2.1 Computer supported cooperative work environments

Researchers in computer supported cooperative work (CSCW) have been concerned with the development of ways in which group members can interact to achieve goals using computer hardware and software (groupware) in much the same way that group business communication now takes place. Such interaction can be structured along both locational and temporal dimensions. In the temporal dimension, groupware may be applied either synchronously or asynchronously. In asynchronous mode (Greif and Sarin, 1987), group members use the system at different times, and post messages informing other members about what they have done and the current status of the decision process. In a synchronous application, on the other hand, the group meets and uses the system simultaneously, again, normally in a decision room (see Nunamaker et al., 1991). At present, this type of synchronous groupware is most commonly used.

Collective decision-making activities can be supported by enabling each member of a group to share a common view of a problem as they would when looking at a diagram on a chalkboard. Though this process is especially effective in decision room environments in which the participants are in close proximity (Desanctis and Gallupe, 1985), it can be extrapolated to environments in which the participants are dispersed if high bandwidth communication technology is available (see Newton, Zwart and Cavill, 1992).

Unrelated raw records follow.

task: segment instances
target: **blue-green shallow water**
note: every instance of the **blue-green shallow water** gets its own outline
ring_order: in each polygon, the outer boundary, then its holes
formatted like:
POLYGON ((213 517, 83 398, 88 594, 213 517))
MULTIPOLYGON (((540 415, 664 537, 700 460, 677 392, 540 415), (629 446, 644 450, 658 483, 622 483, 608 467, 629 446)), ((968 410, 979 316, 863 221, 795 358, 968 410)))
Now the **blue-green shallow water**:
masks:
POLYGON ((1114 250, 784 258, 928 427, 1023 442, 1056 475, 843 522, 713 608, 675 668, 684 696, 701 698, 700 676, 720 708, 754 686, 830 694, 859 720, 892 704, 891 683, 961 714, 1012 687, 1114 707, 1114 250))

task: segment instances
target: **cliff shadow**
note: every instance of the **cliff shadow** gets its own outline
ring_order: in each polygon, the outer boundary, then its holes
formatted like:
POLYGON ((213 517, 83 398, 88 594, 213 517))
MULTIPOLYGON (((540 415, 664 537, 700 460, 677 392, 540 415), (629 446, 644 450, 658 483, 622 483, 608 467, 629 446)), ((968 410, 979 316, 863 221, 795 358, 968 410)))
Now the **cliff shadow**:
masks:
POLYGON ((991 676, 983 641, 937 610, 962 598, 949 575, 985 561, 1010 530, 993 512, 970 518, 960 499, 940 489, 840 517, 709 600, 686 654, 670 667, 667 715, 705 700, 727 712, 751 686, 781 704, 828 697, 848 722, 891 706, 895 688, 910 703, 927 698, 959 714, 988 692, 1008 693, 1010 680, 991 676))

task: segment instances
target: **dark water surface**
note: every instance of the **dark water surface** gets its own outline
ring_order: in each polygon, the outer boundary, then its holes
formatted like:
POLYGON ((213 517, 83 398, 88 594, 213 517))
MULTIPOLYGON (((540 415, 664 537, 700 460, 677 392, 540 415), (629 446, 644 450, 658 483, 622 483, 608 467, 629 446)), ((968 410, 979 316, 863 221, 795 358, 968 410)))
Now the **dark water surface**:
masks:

Stefik et al. (1987) describe a decision room environment in which each participant in a group views the current state of the problem they are attempting to solve; in such WYSIWIS (What You See Is What I See) environments, each group member has a display (or views a collective display) that can be altered by other group members to reflect different views of a problem, and these modifications are then propagated to other displays. Several steps in the decision process have been observed when a WYSIWIS interface is supported (Stefik et al., 1987). The first is a free-form stage in which rough ideas are put before the group using a variety of computer tools (e.g. typing, drawing). In the second stage, ideas are sorted and evaluated as the plan begins to take shape. During this stage there is greater chance for conflict because specific aspects of alternatives are discussed, evaluated and possibly discarded. During the final stage, a plan is formalized and articulated through the system. These stages parallel closely those observed when an SDSS is used to solve a locational problem.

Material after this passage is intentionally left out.